Friday, October 17, 2008

Government Moves in Mysterious Ways

Did you all notice that the bailout legislation that passed Congress last month was titled "The Paul Wellstone and Peter Domenici Mental Health and Substance Abuse Parity Bill"?  When I was in Washington last month, that is one of the bills of interest that the AAP had us highlight in our "Hill Visits" with legislators, which happened on September 29th, the day that the House was voting to reject the initial "Bailout Bill".  It was an interesting time to meet with legislators to discuss health care legislation; all eyes were focused on the meltdown of the economy, and we were probably the only folks discussing anything else on the Hill.  We heard a lot of different things from different offices about the Mental Health Parity bill, which had actually passed both houses, but was defying reconciliation because the Senate had attached a tax bill to it that the House had rejected, and both sides were adamant that it would not pass.  We debriefed at the AAP's Washington Office, as the "bailout" died on C-SPAN behind us on the wall.  One office reported that they thought that the bill had already passed, several said that Congress would pass it after the election and a few said that it would not make it out this session.  The AAP Staff decided that it would be worthwhile to send our membership a request for letters through the FAAN network, a call that I echoed on the blog at the time.  Two days later, the bill passed.  What I didn't realize at the time, was that the AAP blast generated 1000 letter to various offices of Congress on Tuesday, as the Senate was beginning to deal with its versionof the bailout.  Now the Senate CAN'T originate a money bill (according the Constitution);  they needed to attach it to something.  They picked the Parity Bill, attached the money bill to it and the rest is history.  That's the base of the bill that the President signed, and Parity is now the law of the land.

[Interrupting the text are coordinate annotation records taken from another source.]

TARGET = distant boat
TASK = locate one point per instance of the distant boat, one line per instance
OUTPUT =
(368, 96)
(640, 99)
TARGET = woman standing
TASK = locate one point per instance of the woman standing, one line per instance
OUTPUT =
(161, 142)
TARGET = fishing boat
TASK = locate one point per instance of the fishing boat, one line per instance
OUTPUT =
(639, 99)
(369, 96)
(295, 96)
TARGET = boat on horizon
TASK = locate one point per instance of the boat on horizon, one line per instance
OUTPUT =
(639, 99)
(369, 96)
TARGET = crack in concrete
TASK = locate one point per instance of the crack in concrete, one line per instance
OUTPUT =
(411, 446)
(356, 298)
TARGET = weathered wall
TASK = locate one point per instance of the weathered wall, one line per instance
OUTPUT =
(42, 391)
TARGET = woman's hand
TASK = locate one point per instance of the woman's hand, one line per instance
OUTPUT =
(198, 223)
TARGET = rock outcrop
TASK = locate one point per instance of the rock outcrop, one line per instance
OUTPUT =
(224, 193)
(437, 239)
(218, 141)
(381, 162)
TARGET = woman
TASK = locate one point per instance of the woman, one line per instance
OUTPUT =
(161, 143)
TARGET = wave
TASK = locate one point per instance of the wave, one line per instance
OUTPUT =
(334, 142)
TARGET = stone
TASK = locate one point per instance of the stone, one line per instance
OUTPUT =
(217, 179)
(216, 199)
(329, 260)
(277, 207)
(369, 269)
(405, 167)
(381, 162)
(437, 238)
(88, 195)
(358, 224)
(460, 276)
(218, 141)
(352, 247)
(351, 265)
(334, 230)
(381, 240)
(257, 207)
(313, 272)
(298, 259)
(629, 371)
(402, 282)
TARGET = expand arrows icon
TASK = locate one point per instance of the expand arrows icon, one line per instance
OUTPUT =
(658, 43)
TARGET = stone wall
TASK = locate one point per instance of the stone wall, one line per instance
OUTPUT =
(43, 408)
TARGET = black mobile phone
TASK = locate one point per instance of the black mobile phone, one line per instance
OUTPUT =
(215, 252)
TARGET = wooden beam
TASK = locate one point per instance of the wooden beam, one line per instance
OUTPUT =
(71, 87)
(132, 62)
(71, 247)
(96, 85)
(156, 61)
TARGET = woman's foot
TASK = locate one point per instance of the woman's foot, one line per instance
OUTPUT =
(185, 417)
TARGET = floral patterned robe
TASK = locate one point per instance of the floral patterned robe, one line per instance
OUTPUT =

Did those 1000 letters arriving on a day when ALL of the other pundits were talking money and economics have an impact on which bill the Senate picked as its vehicle?  Or was it just that the Senate knew that the House liked this bill, having passed it by a lopsided majority earlier in the session?  We will never know.  On the other hand, I like to think that the AAP had some part in the rescue of the economy on that September Monday, and that we managed to do some good for children at the same time.